Dans cette grande rue menant à la douane, seuls quelques malheureux en besoin urgent de monnaie osaient déjà se présenter aux bureaux de recrutements. Après les multiples rafles des semaines passées ayant pour but de simples contrôles de vérification, les gens avaient préféré mourir de faim chez eux plutôt que dans la rue d'une balle dans la tête. Mais, il faut bien que certains se sacrifient pour que d'autres passent entre les mailles du filet.

Justement, un peu en contrebas, Bartholomé enfonçait ses mains gelées dans ses poches trouées par les mites. Peut-être qu'il commençait enfin à comprendre cette sensation de peur et d'oppression constante que semblait ressentir son amie depuis sa plus tendre enfance. Derrière lui, il le savait, des gardes encore excités par les exactions de la semaine le regardaient se diriger vers l'un des seuls bureaux ouverts de cette immense artère grise et froide. S'ils le voulaient, ils pouvaient faire du jeune homme tout ce que leur caprice leur dicterait. Ici, un habitant n'en était pas un, c'était un cloporte.

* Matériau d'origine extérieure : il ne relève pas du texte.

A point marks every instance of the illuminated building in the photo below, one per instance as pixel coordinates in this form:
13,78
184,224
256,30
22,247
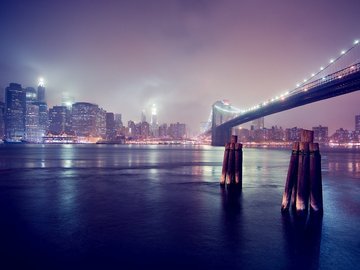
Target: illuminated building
292,134
163,129
357,123
110,127
43,117
67,101
132,129
257,124
177,131
59,120
154,126
41,91
143,116
101,123
33,131
15,110
321,133
2,120
83,119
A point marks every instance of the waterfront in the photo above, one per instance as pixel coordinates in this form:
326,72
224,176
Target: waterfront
135,207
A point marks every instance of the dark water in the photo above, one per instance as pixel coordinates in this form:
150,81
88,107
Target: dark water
161,207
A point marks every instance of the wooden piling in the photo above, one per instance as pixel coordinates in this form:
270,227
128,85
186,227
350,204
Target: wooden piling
303,183
233,139
316,198
225,164
230,176
291,179
307,136
238,164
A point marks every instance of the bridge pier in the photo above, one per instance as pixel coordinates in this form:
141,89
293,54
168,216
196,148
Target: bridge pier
220,136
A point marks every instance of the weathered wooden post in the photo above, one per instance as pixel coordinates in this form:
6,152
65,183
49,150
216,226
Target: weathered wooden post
230,176
231,173
303,183
291,179
302,193
316,199
225,164
238,164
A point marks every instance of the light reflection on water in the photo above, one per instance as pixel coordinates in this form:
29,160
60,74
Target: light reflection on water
101,205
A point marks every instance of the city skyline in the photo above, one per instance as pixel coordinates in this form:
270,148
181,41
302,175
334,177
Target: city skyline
181,55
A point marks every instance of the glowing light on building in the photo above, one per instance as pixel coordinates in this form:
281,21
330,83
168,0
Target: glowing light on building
41,82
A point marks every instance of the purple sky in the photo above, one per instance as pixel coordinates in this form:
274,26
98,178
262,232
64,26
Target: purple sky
182,55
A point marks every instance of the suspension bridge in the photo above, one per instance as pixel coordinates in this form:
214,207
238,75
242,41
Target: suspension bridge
340,76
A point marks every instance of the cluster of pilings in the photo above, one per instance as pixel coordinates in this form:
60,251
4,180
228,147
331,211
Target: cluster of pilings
304,181
231,174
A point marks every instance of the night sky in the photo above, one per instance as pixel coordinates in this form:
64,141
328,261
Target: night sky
182,55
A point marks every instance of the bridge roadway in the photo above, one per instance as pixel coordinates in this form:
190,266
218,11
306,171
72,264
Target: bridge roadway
339,83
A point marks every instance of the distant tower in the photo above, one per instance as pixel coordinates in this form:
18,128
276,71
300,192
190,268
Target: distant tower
41,90
357,123
143,116
258,124
67,100
2,120
15,111
33,131
154,126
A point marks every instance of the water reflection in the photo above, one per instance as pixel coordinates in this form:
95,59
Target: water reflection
232,214
302,240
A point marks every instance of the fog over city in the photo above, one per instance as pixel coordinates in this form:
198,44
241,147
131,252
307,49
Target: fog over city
180,55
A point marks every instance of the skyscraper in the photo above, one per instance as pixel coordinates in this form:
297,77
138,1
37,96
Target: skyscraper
110,127
84,118
321,133
59,118
33,131
357,123
143,116
258,124
41,91
2,120
154,126
15,110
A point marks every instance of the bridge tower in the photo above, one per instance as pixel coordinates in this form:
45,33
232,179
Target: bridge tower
222,112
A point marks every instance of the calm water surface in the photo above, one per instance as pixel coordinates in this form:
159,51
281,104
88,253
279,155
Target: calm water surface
161,207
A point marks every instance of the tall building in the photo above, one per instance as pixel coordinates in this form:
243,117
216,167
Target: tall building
110,127
59,120
177,130
154,125
132,128
43,117
41,91
163,130
292,134
118,121
321,134
2,120
84,119
33,131
258,124
15,111
143,116
67,100
101,123
357,123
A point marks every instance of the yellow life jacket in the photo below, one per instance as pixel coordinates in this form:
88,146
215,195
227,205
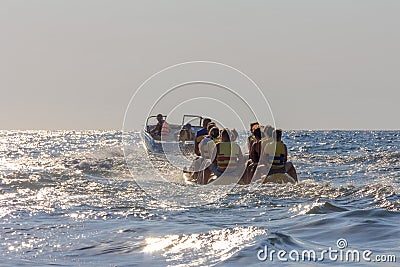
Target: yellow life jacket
228,156
185,135
207,150
276,160
265,141
165,128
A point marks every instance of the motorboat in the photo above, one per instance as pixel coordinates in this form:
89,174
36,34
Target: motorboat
170,143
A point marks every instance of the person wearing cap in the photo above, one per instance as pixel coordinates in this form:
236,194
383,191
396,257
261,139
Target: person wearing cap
274,156
200,135
186,133
251,139
162,128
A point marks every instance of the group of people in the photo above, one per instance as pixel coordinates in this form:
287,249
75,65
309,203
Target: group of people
218,153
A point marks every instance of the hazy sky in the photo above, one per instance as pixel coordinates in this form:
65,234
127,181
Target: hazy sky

Emboîtant le pas à Artémis qui, déguisée en homme, s'était engouffrée quelques instants plus tôt dans le « Centre des contrats à durée indéterminée », Bartholomé fut bloqué net par un immense homme couvert de tatouage alors qu'il voulait, lui aussi, franchir le pas-de-porte.

— Je... Bbbonjour ? bégaya le jeune homme craintivement

Sans même lui expliquer quoi que ce soit, le géant agrippa d'un air mauvais sa veste en le collant au mur le plus proche. Le cœur du jeune homme semblait maintenant prêt à exploser de crainte. Pourtant, la seule pensée cohérente qui le traversait à cet instant précis était de savoir à qui l'on remettrait son cadavre. Officiellement, il n'existait pas dans cette cité alors, on devrait forcément le faire disparaître d'une autre manière que par un enterrement classique. Peut-être en le jetant des bords de la citadelle, vers le néant...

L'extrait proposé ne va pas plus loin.